SPEAKER_01It reminds me of the movie of Julia and Julia with so I never saw that movie. Oh, it's it's you know, Julia Child's Amy Adams plays Julia. She's a blogger and she picks up Julia Child's famous cookbook. I apologize for my four listeners that I don't know it, the name of it, and she decides she's gonna go through it for her blog. Right. And her blog gets popular, and it's the story of her getting the publisher for her book, but it's also the story of Julia Child and the years and years and years that they put into that book. And it's every writer's dream. I'm gonna write a blog and someone's gonna see it and want to publish it as a book, you know. Right, right. Back when people could do that. Right, right. Uh now people still they they self-publish. There are people who have self-published and their books have been so popular that they didn't get picked up. I mean, anything is possible. But I think the important thing in what you're saying is you did not give up.
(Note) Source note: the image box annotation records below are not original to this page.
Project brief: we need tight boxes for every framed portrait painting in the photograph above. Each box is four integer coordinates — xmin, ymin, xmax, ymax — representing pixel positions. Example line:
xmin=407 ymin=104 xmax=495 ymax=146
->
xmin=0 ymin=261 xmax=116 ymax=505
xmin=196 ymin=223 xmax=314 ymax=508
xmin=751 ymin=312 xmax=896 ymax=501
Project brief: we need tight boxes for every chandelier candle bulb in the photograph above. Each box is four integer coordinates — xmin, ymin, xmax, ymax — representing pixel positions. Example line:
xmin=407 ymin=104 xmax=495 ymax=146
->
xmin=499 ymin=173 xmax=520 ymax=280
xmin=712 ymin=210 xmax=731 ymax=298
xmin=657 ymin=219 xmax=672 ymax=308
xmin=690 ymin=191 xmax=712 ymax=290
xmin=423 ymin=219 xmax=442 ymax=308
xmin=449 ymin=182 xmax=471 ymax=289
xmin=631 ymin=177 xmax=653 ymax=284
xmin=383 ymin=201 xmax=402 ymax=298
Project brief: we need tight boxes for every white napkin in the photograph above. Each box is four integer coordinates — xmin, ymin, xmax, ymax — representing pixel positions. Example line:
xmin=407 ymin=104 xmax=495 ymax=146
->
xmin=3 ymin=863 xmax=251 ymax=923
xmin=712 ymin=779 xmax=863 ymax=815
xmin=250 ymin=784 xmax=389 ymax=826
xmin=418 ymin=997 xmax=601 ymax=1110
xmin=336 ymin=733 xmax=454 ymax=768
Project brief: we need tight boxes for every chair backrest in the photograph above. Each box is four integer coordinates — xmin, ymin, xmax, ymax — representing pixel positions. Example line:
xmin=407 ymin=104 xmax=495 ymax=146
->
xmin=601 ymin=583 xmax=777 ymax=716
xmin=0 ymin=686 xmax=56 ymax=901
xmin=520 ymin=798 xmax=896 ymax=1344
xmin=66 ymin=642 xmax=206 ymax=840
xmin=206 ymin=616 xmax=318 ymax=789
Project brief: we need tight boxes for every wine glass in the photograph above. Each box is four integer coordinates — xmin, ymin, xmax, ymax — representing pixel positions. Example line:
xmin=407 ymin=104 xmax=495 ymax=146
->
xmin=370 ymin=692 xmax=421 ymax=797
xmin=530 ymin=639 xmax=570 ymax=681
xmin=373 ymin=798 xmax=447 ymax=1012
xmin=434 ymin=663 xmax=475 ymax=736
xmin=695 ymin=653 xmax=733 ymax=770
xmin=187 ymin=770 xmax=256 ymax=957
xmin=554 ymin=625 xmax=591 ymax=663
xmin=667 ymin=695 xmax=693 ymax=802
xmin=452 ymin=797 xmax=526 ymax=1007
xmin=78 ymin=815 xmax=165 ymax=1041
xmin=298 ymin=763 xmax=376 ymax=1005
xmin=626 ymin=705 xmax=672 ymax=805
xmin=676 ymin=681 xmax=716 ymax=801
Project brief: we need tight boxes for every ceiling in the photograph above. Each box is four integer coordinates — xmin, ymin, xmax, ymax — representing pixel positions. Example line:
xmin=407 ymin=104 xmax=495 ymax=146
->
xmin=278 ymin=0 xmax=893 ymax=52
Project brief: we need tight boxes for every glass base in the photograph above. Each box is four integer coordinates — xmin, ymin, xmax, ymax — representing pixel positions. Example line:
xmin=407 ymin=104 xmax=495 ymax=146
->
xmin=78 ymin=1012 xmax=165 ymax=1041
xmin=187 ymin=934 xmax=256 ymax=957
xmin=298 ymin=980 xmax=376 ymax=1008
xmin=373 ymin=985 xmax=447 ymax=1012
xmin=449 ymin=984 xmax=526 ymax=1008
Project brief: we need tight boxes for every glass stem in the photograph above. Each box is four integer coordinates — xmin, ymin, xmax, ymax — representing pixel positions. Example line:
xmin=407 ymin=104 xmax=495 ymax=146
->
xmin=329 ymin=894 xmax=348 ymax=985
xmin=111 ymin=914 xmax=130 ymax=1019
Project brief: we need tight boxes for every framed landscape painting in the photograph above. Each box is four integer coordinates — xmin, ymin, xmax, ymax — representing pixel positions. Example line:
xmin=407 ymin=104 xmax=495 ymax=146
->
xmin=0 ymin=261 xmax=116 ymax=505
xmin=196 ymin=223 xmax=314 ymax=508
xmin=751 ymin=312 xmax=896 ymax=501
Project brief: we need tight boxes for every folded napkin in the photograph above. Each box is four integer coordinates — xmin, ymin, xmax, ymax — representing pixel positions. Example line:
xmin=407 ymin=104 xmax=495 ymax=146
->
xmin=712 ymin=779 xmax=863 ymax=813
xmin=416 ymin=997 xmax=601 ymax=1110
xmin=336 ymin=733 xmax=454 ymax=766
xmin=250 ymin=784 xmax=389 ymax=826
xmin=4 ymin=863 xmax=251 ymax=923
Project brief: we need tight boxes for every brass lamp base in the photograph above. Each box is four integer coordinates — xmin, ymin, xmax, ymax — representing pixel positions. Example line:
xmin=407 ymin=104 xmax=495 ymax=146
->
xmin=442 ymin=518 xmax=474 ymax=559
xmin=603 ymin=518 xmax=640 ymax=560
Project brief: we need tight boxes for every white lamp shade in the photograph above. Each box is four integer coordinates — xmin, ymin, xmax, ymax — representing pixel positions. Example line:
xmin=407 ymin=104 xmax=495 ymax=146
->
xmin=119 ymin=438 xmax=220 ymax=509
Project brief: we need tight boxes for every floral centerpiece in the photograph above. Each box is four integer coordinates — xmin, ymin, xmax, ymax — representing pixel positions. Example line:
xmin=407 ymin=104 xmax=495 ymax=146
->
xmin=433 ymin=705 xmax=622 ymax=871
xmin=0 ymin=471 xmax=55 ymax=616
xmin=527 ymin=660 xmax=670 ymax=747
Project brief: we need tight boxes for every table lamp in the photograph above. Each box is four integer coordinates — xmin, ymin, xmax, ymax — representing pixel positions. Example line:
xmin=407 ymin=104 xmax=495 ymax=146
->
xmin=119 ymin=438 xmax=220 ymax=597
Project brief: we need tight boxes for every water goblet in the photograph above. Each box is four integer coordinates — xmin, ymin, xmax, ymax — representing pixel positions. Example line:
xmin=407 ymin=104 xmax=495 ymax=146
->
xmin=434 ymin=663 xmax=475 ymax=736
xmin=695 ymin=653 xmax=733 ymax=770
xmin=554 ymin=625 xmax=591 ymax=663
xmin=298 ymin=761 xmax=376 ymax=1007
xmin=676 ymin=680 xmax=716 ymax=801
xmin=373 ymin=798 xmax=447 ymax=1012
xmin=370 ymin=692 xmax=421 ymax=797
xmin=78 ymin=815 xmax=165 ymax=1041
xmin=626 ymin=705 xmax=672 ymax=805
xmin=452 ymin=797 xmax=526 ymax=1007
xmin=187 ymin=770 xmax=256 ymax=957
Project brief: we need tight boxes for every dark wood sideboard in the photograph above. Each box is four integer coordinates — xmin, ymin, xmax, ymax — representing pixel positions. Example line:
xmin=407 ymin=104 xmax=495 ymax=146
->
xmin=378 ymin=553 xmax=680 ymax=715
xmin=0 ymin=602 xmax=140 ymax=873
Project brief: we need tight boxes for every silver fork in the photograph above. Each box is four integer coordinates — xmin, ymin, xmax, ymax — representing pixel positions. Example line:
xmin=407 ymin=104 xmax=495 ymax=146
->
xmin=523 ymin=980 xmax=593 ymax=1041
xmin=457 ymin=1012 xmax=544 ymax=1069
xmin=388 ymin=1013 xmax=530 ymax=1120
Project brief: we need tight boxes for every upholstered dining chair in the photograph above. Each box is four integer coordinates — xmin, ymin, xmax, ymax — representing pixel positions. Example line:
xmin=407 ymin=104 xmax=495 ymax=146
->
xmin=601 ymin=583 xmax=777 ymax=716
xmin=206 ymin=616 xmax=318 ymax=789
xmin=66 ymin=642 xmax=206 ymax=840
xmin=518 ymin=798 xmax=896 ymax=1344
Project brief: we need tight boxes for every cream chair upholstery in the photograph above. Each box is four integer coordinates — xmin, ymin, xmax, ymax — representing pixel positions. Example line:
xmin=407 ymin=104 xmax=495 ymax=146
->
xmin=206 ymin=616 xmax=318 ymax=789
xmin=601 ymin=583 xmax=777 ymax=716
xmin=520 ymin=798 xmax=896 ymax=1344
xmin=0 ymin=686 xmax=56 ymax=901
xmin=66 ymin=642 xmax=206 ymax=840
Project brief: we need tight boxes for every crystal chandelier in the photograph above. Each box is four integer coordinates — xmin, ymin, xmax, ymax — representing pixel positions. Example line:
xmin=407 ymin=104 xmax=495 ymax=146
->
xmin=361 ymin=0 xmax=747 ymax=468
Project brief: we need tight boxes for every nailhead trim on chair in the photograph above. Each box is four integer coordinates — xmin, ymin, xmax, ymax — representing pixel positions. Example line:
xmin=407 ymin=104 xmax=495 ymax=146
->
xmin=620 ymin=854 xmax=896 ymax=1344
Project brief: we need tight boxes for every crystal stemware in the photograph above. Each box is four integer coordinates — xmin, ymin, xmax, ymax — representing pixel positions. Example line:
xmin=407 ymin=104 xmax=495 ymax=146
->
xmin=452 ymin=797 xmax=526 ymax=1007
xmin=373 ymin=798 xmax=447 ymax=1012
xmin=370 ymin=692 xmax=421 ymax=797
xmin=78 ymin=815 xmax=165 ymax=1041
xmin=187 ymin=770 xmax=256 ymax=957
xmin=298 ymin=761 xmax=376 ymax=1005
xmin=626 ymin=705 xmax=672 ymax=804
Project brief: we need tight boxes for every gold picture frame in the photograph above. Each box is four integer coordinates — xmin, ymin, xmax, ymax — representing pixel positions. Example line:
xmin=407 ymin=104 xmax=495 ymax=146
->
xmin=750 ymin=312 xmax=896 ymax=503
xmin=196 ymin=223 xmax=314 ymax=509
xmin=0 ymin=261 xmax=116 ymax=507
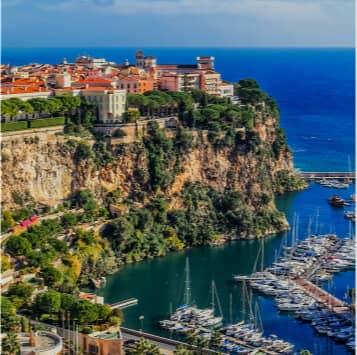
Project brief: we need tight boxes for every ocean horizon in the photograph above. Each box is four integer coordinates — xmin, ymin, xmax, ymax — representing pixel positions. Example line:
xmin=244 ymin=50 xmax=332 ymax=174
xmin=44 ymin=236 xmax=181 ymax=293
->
xmin=2 ymin=47 xmax=355 ymax=171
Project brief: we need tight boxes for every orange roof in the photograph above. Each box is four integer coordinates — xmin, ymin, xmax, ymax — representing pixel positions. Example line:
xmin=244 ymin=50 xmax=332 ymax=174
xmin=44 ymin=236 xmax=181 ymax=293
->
xmin=0 ymin=86 xmax=50 ymax=95
xmin=81 ymin=86 xmax=113 ymax=91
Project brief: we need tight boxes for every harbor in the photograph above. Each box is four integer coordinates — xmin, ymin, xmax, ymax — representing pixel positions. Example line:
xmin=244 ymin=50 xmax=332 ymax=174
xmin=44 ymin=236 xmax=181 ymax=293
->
xmin=99 ymin=184 xmax=355 ymax=355
xmin=233 ymin=234 xmax=355 ymax=351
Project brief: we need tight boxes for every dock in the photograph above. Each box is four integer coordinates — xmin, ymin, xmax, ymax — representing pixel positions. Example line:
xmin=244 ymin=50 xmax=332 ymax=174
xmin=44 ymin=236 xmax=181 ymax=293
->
xmin=298 ymin=171 xmax=356 ymax=180
xmin=109 ymin=297 xmax=139 ymax=309
xmin=293 ymin=278 xmax=350 ymax=313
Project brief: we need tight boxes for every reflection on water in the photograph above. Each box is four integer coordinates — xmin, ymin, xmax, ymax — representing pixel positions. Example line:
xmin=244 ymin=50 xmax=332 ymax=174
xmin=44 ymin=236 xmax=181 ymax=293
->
xmin=99 ymin=184 xmax=354 ymax=355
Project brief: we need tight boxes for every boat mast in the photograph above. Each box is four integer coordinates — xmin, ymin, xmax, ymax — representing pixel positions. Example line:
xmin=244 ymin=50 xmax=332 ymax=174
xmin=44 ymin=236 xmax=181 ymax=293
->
xmin=211 ymin=280 xmax=215 ymax=313
xmin=242 ymin=280 xmax=246 ymax=322
xmin=307 ymin=216 xmax=312 ymax=237
xmin=229 ymin=293 xmax=233 ymax=324
xmin=252 ymin=243 xmax=262 ymax=274
xmin=260 ymin=238 xmax=264 ymax=272
xmin=184 ymin=257 xmax=191 ymax=305
xmin=315 ymin=207 xmax=320 ymax=235
xmin=212 ymin=280 xmax=223 ymax=317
SPEAKER_00No, I was determined to get that thing out in the world. Yeah, and I think the hard thing is with picture books, you know, I I did consider self-publishing at one point, but it's so expensive for the printing that, you know, it just financially uh it would it wouldn't have made any sense whatsoever.
SPEAKER_01We talk about voice in method writing and and we talk about uncovering it or finding it. I'm curious because first, when did you start writing prose air quotes? And is there a difference? And did finding your voice make a difference in how you approach your creative process, your life? Totally.
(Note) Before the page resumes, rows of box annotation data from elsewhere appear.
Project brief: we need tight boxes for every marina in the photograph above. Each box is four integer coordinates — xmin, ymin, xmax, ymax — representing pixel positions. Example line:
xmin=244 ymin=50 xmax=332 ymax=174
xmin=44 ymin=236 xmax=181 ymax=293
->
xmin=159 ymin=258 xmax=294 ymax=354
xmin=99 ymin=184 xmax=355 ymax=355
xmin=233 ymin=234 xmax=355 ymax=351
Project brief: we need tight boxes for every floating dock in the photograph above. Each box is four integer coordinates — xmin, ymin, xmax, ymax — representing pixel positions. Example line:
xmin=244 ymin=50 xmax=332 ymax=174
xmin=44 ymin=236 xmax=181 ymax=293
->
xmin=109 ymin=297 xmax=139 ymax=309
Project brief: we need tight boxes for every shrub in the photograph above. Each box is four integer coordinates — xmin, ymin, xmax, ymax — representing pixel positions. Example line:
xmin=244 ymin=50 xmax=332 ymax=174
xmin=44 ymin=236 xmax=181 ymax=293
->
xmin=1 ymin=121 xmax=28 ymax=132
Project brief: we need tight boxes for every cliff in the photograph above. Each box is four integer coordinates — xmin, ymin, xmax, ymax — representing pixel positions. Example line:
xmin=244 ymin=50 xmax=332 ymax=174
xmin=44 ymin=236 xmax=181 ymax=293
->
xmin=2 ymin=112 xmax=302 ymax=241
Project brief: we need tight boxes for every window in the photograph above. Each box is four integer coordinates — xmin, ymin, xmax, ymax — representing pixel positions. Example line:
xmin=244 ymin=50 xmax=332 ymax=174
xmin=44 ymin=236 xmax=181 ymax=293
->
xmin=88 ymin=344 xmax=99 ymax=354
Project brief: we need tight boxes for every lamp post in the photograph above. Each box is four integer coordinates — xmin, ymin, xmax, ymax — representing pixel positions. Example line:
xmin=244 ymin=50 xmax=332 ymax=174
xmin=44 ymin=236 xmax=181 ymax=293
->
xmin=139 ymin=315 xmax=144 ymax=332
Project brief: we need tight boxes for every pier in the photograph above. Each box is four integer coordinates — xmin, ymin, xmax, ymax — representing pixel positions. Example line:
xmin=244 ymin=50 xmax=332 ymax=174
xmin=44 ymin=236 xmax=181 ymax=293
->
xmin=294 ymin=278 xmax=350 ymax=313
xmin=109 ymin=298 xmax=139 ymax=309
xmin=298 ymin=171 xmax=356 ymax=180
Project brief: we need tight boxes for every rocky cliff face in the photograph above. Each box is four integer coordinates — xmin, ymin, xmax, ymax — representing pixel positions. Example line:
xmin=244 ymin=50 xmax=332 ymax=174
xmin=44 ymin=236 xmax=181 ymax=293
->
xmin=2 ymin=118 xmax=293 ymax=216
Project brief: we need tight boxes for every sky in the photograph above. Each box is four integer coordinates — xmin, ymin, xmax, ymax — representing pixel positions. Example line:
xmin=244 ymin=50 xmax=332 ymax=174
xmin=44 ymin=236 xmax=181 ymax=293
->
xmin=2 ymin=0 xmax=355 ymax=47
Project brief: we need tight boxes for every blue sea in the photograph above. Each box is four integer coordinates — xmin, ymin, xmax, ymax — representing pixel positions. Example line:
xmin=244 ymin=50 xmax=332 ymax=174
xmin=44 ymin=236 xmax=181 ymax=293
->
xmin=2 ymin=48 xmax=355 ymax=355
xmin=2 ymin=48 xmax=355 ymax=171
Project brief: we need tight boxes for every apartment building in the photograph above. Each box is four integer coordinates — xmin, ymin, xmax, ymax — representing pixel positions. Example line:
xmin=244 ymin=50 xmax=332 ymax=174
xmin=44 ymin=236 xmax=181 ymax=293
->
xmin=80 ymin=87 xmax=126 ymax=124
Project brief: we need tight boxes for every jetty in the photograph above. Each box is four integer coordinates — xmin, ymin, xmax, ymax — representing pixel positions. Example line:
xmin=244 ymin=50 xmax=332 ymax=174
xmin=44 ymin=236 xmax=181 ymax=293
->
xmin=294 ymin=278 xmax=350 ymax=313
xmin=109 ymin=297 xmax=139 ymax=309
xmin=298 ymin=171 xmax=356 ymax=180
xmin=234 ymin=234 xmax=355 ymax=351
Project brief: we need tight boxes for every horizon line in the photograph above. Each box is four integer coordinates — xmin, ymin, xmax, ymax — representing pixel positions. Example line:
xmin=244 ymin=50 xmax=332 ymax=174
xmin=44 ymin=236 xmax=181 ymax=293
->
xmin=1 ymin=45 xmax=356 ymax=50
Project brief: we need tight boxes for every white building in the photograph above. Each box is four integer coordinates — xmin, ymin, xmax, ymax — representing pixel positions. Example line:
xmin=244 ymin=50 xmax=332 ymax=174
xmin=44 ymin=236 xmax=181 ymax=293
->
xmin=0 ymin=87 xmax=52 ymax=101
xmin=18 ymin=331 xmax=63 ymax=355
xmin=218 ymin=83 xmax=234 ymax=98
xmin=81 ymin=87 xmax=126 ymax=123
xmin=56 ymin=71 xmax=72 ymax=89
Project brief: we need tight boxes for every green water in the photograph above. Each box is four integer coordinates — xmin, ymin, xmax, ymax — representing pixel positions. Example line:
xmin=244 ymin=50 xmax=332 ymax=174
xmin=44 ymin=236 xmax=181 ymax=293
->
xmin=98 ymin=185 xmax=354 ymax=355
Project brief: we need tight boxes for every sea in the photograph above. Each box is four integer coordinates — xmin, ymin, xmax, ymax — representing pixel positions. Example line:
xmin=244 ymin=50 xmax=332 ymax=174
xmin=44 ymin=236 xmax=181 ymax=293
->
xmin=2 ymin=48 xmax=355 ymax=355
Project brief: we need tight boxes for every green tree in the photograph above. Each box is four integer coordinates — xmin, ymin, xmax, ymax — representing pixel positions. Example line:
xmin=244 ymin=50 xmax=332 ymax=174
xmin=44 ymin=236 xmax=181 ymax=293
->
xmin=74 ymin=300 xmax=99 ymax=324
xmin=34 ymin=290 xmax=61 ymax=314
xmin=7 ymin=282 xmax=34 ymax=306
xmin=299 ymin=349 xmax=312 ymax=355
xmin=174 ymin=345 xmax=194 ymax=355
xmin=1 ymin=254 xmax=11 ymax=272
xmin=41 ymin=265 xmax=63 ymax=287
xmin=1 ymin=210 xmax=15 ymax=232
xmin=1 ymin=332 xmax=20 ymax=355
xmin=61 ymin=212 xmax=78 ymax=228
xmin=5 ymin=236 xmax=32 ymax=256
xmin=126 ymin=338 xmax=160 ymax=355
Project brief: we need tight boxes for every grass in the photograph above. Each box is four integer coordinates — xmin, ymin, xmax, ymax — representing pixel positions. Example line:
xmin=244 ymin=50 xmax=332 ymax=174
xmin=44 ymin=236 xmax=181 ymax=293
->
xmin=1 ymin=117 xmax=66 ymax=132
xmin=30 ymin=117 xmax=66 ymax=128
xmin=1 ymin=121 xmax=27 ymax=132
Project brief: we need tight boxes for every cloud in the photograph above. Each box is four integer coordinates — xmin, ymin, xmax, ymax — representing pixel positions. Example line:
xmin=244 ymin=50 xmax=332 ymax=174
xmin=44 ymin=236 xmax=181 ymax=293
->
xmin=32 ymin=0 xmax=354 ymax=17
SPEAKER_00You know, I think the one thing that my mom always told me growing up is the easiest thing to do is write what you know. So every time I would sit down to write something, I would be like, okay, what do I know? And what can I, what's the easiest thing that I can get on paper that I know is true? Or, you know, my experience with it. So when the kids were little, I was just surrounded by the funny things they'd say. My daughter had a sore throat one time, and I was like, Oh, do you have a frog in your throat? And she thought she literally had a frog in her throat, you know, like little things like that. Well, there's a picture book, you know. So then I'd try and go with the things that they would say. And as they got older, I was losing that inspiration and sort of not sure what I should write. And then someone had mentioned Jack's class, and that's when I started really sort of writing prose and thinking, wait, I can write about adult things now, you know, and my my struggles and my friends' struggles, and again, tapping into what I know.
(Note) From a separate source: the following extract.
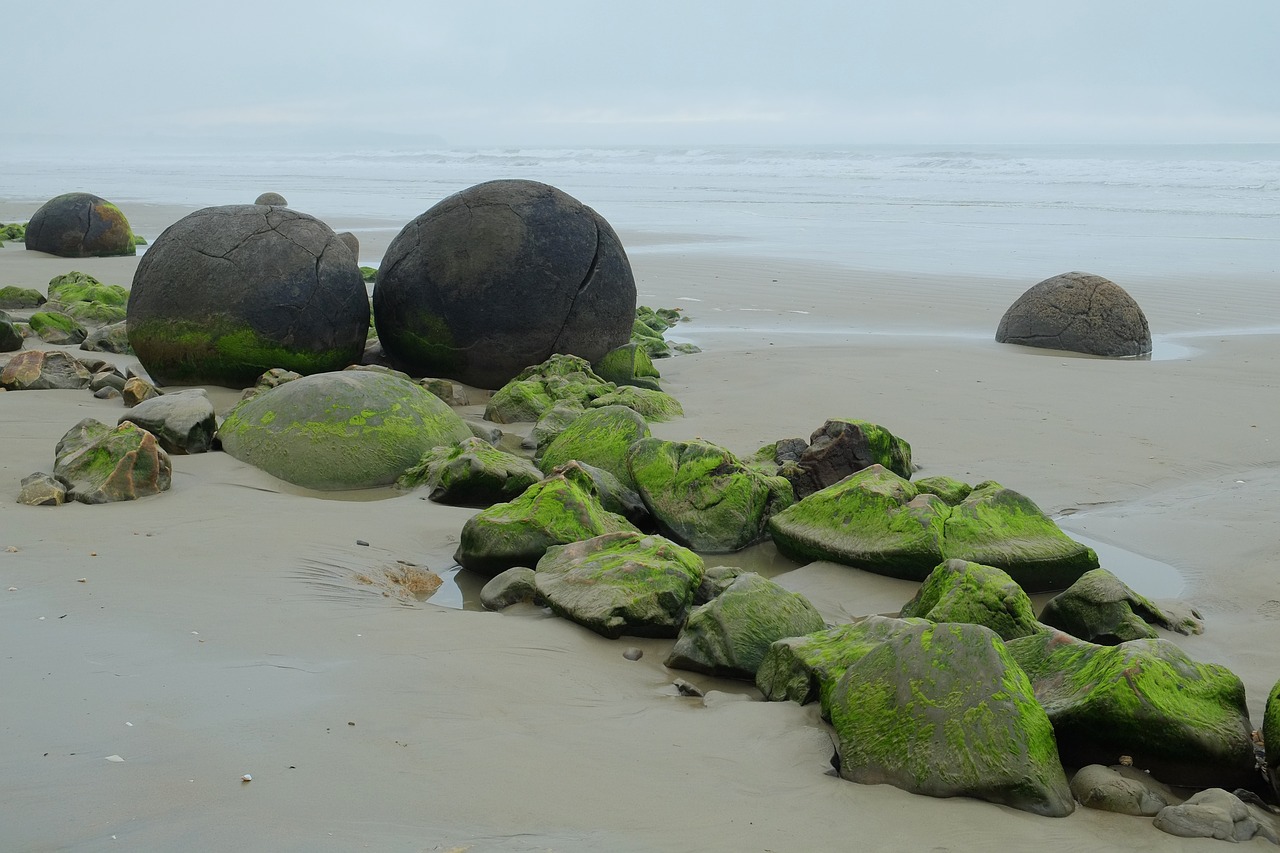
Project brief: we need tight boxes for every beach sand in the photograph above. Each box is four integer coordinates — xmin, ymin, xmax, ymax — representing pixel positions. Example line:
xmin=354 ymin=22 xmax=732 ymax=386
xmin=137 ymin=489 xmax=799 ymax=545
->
xmin=0 ymin=202 xmax=1280 ymax=852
SPEAKER_01I think too what you said, you know, you were quote, losing your inspiration. You really were always looking around you for inspiration. And then what you did is you went, hmm, I need to go find more inspiration. And so you take a class. It's really, it's so because there is that myth of inspiration. I think it happens so infrequently, where literally a breeze, it happened to me once. So I have these shears. Yeah, the windows are open and it was like summer, and I was reading a Liz Gilbert's magic book. Uh I can't see the title from here. Like Big Magic. It's all about creativity. Right. And the wind literally pushed open these shears, and it it lasted a strangely long time. And I turned around to see if the trees were moving. And as that happened, I sort of, this is so woo-woo, whatever. I got chills and an idea came for a class, one of the first writing classes that I taught. And um I called it Big Magic Adventures in Writing. But other than that, because I really feel that was like inspiration blowing in to my life. I mean, that was in 2016. I don't know 10 years ago, right? I I haven't, it doesn't blow in that often. Although, and I wonder if this happens to you during a workout, like a it's usually cardio, right? Dance workout, or maybe a run for you, a swim, maybe an idea will hit, maybe a walk. Does that happen to you?
SPEAKER_00Oh God, no, no, no, no, no. All I'm I'm waiting for it to end. I am not thinking anything other than how much longer do I have?
SPEAKER_01Because I think you work out way harder than I do.
SPEAKER_00I'm like, all right, I got 10 more. I can do it, I can do it, I can do it.
SPEAKER_01That's funny.
SPEAKER_00No, it's not during, it's more, I think it's more conversations I hear, at least now. I guess I the same thing with the kids, but like conversations or interactions I have with people or events that I attend, or something that I'm like, oh, I can somehow adapt this to my book. You know.
SPEAKER_01Do you text yourself the ideas or you just remember them because they're so vivid?
SPEAKER_00Well, you know, the other thing is I think my my dad once, like, or someone at some point I knew that I was an auditory learner, that I learned better through listening than I do visually. And I think that ultimately helps my writing because when I hear what people are saying, I sort of that's how what I remember rather than what they look like or their face. Like I remember their tone of voice, the their sort of use of dialogue. That's what sticks with me rather than the clothes they're wearing.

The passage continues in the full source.